At stake are issues of (im)permanence as early career researchers attempt to secure their own posts by virtue of bringing in their own – and others’ – salaries; they attempt to progress up and permeate through academic hierarchies, negotiated internally via appraisals and promotions and externally in circulations of valued academics, institutions and incomes (Council funding first and foremost, I wonder…?). I also wondered if the workshop could possibly strike a balance between enterprise, endurance and effort and apathy, defeat and exhaustion – as an ‘early career’ introduction to academic ‘success’. Heightened hurdles should not just compel athletic-academics able to competitively keep apace, where only certain stars in certain spaces compete and complete (with their award being more stars and more space).

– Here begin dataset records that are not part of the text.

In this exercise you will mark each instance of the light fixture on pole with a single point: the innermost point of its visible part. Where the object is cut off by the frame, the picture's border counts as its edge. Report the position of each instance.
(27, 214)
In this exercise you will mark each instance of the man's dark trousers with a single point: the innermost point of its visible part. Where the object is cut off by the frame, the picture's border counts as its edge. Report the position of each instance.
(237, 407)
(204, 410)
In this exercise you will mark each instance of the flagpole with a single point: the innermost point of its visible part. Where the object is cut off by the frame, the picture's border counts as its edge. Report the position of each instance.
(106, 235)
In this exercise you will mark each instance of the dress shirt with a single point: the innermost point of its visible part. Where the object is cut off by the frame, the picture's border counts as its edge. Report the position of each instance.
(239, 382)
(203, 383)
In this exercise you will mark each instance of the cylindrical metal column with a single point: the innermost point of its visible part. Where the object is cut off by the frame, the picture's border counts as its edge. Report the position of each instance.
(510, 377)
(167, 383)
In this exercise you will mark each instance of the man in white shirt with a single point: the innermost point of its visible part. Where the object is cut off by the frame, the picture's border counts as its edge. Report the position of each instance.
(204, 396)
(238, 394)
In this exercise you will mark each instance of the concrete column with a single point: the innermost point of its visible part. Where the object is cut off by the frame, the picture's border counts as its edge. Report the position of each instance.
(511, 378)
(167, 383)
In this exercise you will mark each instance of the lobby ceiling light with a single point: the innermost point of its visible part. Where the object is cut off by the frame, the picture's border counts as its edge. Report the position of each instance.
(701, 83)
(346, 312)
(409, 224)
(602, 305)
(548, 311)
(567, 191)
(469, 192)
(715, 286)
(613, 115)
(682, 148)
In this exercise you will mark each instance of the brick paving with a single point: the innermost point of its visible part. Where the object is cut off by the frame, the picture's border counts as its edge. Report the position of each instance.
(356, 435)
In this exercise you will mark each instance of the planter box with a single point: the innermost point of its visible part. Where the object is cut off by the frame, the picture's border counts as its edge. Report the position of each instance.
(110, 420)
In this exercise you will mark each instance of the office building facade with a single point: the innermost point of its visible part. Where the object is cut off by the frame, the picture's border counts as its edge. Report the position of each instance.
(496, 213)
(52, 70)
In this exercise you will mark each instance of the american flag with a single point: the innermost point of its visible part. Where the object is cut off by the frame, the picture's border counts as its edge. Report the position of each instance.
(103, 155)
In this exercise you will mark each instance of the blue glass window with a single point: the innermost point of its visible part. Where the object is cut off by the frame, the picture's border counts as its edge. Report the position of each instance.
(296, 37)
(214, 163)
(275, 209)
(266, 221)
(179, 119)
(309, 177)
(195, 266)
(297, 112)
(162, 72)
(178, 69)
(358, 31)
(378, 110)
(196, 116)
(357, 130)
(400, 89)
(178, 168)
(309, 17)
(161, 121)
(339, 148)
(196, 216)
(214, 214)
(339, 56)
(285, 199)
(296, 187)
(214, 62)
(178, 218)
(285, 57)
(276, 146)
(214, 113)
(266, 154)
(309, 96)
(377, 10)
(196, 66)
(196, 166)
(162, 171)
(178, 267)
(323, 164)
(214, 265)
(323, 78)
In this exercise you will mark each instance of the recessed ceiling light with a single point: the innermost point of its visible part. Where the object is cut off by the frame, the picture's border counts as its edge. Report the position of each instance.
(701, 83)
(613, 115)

Rather guiltily I paused on passing my own bullet-pointed CV to the organizers in advance, aware that this displayed only success and disguised ‘failure’ and longevity (2nd and 3rd attempts; the peer review process; labored responses to reviewers; end of award reports etc.). ‘Winning’ become seductive when neatly mapped on our successful CVs (again, guiltily, I felt somewhat captured by my own CV, re-reading this as evidence of ‘making it’). But there are broader efforts and endurance between the bullet points, which if they are to mean anything, must travel beyond our own self-credentialism and collegial-institutional competitiveness as reductive measures of ‘winning’ or ‘losing’. Oppositional academics fosters a reduced bullet-point state of ‘what we are worth’ as intellectual in-fighting; while I warily anticipated some of these same valuations and reductions, I was genuinely refreshed by the collegiality and enduring efforts expressed and put to work. There was a huge effort and care as participants commented on others’ in-progress applications as positive peers.
It was clear that many aspiring, creative and remarkable ECRs were all too aware of the spaces they inhabit – with several speaking passionately and with pain about the continued sticky distinction between elite and post-92 institutions (Taylor and Allen, 2011). While a Con-Lib government shake-up advocates a benign starry ‘rise to the top’ and a sinking ‘fall to the bottom’ of good/bad institutions, it is clear that these academic-strokes are more arbitrary and unjust than a self-satisfied congratulatory ‘win’. I found myself encouraged and sustained by ECRs’ passion in painful times and their efforts in unequal circumstances as they considered the subjects (disciplinary, institutional, professional and personal) that are important to sustain, rather than short-circuiting value as income. We reassured each other that the income is not the end point or outcome of research; rather, income can facilitate research and its ‘use’ is likely to confound numerical value (see Educational Diversity: Different Subjects and the Subject of Difference, 2012).
There were many open, if difficult, questions posed in the workshop and these should concern us all – no matter how entrenched our place is in academia, no matter if we have accumulated some space or some stars. Questions included: ‘Who do I need to make a difference to?’;‘Who sees themselves as an ESRC ‘Future Leader?’; ‘How long is Early Career?’; ‘Can I write holiday time into a grant?’; ‘Where does maternity leave figure?’; ‘Are elite institutions more likely to get grants?’
To ‘workshop’ something, in my mind, is to participate, to join in, to creatively contribute and collectively learn (rather than to disseminate, digest or ‘transfer’ knowledge from entering-to-exiting the room). A ‘workshop’ is richer than its component parts of ‘work’ (as research=income=working) and ‘shop’ (as an ‘enterprising’ servicing by-the-university-to-all). In ‘winning’ back academia it is important that we do not stall in a self-servicing re-read of our own CVs (with ‘Income’ headlined). We owe early career academics so much more than bullet-pointed abbreviated academics).